Coat of Paint


I've been doing bits and pieces for DBS over the last couple of weeks, mostly small tweaks and reworks.
(Everything I explain here is not confidential or in an uploaded build - so you can talk about it freely AND not be able to play it! Such fun.)

  • The GUI/HUD system is one and the same now - as it should have been from the start - some positions got re-jigged, minigame algorithms messed with and some scripts got a fresh going-over. Some now inherit from classes!
  • Tasks display a little description when you approach them, thereby explaining what they are and not being vague implications of impeded progress. One player saw you could interact with the bed (a Task to make the bed) and decided not to do that because they "[didn't] want to go back to sleep", had to get that shit out of there so now that Task is not only labelled, it's a completely different one in another room goodbye.
  • There's now a tutorial system in the Main Task fights, not just the first one. If you encounter a mechanic you haven't been tutorial'd about, a popup gives you the skinny.
  • They're not featured in the demo, but a bunch of new Tools are now integrated, including trading Energy for Motivation and vice-versa (not at a 1:1 equivalence, mind you) and even swapping cards with your opponent. I think I've reached the limit for them, I don't see myself adding any more - unless the soon-to-be-implemented Color system proves to need something.
  • There was also an issue that kind of ruined long-running Main Task fights. Due to the mechanic of winning cards getting their values decreased, discarded cards always returned to the 'deck' with their CURRENT values, not original values. This caused the cards the combatants get dealt to decrease in value, eventually turning every single card to zeroes. It's very likely no battle would ever have run long enough see such a case, but the effects would've certainly started to show at some point. Until now!

The coding aspect of gamedev is where I feel most at home so it's where I've holed myself up, refusing to get involved with the rest of the project.
That being said, I did overhaul 98% of the graphical assets.

It's not that the tilesets I was using were bad, they just didn't feel like they had enough variety for what I think I want. Everything's a lot more colorful now, which looks more appealing to me but I'm not 100% certain it meshes with the game's tone and/or themes. I suppose I'm a bit 50/50 on whether the change was good - accepting criticism and/or completely opposing opinions.
Even if I do switch the tilesets back, I'm gonna keep using the new UI graphics. The pixel art works better than the public domain images I was using - though the Kenney resources are good and I love them. I'll probably keep using those in my back pocket project (unlikely to see the light of day for decades).

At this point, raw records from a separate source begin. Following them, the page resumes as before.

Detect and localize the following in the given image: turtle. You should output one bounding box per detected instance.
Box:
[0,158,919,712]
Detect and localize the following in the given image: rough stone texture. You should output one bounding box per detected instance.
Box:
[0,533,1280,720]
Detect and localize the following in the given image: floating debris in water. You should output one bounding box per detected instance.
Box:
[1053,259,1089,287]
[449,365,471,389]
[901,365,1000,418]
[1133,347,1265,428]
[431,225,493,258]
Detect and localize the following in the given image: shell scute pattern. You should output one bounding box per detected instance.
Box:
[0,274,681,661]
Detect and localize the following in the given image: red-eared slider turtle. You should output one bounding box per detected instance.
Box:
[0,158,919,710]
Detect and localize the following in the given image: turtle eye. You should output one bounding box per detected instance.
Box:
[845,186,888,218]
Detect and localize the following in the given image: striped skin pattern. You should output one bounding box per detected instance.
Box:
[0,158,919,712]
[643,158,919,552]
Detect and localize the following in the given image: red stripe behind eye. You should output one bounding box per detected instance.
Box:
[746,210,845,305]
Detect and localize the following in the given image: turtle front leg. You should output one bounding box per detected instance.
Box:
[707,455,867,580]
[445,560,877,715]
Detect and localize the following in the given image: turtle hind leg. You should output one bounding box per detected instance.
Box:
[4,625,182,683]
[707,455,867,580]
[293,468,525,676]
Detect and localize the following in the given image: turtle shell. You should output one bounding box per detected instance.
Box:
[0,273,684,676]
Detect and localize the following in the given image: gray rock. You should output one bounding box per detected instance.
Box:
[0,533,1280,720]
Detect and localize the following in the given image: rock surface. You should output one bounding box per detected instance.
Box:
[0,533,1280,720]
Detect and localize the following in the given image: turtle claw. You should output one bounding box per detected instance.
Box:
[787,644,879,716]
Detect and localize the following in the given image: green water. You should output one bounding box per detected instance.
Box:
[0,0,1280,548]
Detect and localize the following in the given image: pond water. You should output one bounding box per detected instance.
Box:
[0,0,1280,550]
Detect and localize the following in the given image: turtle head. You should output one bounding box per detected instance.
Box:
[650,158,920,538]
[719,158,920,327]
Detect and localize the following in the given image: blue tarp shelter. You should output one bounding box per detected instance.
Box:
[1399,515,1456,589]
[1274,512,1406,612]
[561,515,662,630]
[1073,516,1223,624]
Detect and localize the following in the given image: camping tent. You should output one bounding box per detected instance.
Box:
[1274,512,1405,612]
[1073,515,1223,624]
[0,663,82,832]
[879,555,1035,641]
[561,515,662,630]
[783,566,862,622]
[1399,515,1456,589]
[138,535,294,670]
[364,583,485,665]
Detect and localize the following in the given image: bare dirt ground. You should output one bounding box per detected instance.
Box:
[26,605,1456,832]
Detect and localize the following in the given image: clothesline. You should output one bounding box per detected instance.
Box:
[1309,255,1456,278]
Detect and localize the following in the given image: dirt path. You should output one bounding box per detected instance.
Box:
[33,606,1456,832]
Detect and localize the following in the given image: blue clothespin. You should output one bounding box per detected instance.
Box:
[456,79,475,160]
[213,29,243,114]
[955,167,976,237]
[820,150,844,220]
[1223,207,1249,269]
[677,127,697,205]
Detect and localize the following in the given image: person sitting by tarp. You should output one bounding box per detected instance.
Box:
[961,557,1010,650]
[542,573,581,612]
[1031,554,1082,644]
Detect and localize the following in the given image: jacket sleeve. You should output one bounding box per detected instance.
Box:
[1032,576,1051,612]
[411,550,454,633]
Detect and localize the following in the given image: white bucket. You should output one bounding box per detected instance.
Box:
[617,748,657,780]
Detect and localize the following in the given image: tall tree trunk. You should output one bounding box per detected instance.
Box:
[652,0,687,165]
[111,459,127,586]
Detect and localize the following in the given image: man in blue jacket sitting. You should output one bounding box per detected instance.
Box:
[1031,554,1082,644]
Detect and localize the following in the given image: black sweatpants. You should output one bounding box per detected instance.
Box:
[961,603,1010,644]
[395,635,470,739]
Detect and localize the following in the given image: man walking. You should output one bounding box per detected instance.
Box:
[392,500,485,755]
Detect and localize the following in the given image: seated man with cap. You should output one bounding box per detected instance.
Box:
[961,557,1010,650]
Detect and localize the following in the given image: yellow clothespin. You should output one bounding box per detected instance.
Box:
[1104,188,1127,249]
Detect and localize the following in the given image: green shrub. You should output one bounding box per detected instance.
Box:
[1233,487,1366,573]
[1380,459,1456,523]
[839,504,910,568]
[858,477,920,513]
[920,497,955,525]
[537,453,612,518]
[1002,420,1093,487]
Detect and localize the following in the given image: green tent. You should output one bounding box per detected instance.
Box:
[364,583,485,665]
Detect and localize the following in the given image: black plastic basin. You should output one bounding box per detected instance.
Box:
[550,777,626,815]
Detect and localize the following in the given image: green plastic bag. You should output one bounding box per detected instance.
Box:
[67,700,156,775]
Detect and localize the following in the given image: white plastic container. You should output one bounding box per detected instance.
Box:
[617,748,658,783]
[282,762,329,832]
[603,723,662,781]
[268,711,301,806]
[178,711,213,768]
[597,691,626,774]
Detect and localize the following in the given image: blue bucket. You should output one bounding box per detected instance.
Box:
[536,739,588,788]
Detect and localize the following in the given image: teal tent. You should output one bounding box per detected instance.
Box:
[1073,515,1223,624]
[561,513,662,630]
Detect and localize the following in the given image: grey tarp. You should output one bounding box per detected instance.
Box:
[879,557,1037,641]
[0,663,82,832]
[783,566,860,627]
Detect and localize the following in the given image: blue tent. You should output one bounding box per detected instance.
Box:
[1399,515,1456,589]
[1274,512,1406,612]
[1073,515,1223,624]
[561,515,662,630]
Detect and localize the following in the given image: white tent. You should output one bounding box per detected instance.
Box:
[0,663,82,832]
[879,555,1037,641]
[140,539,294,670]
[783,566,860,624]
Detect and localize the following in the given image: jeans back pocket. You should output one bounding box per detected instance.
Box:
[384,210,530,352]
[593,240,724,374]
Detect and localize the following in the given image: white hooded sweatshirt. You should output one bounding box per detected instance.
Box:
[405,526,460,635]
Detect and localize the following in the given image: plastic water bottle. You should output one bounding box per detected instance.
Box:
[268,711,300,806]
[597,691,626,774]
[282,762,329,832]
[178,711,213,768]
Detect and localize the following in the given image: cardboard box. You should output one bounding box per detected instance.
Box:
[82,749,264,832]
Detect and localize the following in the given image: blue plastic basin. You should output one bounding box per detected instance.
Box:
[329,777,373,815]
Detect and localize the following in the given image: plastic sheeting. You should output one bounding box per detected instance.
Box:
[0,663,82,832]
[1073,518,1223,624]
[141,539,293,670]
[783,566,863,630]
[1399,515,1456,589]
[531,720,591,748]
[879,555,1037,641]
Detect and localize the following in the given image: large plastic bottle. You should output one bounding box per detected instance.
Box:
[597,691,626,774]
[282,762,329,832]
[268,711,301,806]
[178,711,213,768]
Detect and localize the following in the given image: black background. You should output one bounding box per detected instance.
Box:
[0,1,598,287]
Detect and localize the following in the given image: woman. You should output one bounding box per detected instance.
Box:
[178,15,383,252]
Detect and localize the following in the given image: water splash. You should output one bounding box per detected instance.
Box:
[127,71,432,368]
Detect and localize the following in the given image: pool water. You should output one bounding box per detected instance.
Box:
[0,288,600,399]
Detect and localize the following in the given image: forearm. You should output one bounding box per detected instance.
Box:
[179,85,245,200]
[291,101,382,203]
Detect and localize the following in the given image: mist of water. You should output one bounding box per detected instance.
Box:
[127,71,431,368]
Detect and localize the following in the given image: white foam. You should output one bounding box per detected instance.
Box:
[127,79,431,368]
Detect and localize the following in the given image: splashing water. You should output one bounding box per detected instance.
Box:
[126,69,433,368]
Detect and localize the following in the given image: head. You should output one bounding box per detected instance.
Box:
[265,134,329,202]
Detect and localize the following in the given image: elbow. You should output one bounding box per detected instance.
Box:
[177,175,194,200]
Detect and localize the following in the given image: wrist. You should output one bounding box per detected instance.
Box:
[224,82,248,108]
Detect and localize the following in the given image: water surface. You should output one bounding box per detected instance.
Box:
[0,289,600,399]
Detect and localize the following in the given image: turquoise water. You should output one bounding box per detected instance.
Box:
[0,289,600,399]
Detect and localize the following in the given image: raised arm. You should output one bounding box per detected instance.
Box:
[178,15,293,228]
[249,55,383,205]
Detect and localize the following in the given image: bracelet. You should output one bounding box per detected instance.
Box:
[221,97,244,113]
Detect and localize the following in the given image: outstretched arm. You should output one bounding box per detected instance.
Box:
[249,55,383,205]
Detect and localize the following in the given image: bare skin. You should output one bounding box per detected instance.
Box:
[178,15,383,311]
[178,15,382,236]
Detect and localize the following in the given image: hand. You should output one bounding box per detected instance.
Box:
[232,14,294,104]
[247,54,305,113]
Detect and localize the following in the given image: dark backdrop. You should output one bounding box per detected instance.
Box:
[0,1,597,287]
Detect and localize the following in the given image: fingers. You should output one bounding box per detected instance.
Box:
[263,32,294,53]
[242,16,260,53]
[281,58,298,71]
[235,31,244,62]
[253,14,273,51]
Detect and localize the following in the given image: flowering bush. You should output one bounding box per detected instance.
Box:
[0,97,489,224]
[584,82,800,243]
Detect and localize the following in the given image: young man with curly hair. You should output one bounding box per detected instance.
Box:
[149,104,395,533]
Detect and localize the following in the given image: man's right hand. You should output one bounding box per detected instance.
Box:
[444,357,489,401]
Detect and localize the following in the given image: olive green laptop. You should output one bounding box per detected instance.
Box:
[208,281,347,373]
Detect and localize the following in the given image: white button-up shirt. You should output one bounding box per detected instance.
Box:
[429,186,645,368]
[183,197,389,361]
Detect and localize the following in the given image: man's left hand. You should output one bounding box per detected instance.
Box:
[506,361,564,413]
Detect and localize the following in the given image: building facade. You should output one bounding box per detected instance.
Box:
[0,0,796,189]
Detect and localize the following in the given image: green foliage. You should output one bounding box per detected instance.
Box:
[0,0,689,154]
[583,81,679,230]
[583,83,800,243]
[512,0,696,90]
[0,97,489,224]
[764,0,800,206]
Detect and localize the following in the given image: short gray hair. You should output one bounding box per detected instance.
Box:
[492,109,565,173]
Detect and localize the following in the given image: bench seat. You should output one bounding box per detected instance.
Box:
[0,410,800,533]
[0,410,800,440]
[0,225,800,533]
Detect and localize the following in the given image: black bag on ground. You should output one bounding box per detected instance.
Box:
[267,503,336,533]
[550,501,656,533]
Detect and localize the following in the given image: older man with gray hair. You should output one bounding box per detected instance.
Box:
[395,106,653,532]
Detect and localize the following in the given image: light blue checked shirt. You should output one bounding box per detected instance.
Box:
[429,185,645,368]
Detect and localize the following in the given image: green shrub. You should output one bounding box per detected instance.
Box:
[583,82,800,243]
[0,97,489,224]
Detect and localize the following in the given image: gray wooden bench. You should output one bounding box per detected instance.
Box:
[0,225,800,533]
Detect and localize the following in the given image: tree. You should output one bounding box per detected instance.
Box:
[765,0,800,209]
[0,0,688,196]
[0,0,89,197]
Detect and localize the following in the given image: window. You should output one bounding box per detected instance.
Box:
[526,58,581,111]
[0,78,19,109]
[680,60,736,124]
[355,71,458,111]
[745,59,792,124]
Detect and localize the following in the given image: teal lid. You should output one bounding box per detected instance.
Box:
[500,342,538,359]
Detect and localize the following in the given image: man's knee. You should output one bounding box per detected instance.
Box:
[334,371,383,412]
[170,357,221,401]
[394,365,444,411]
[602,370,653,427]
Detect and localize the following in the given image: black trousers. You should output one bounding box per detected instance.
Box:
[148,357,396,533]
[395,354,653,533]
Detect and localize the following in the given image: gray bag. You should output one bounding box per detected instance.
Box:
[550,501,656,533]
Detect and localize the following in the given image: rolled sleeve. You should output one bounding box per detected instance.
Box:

I'm not a mapper, which makes the notion of building anything beyond the demo chapter not scary, but downright unappealing. This is partially why development is taking a while, the general system of the project is basically done and I could very feasibly start putting together the rest of the locations and planning out the puzzles... but, being a programmer and not a designer (game or set), scrounging up the motivation to work on anything new is hard. It's the driving theme of the game in the first place, and I'm unfortunately at its mercy.
I'm going to be honest, it's even what's holding me back from testing it. There's a crash in the supermarket I haven't debugged because it requires actually playing through the demo to get to it and I'm a baby who's scared to play his own game. It won't beat me, though. I'll get to it, I'm just. Me. And while that's not going away any time soon, it's also not going to stand in my way forever.

I've barely kept track of all the bits and pieces I've changed/fixed/added to the game so this is not an exhaustive post, but it's evidence I'm still working on the project. I'm getting less scared about linking it to friends of mine and from what I've heard some of them have actually played it, and I'm grateful for that. There are also some followers on the GameJolt page I made for it and that's just lovely.
I'd love to update more often and have something significant to show each time, but this is all I can muster for now. Once I've pushed myself to work out the supermarket crash I'll post the next version, and barring any further issues I might have to call this 'demo' version finished. Soon there won't be anything stopping me from starting the actual game but me... who knows how fast or intermittent progress will be after that, but I'm gonna try real hard to keep it alive.

Thanks for reading, have a good day.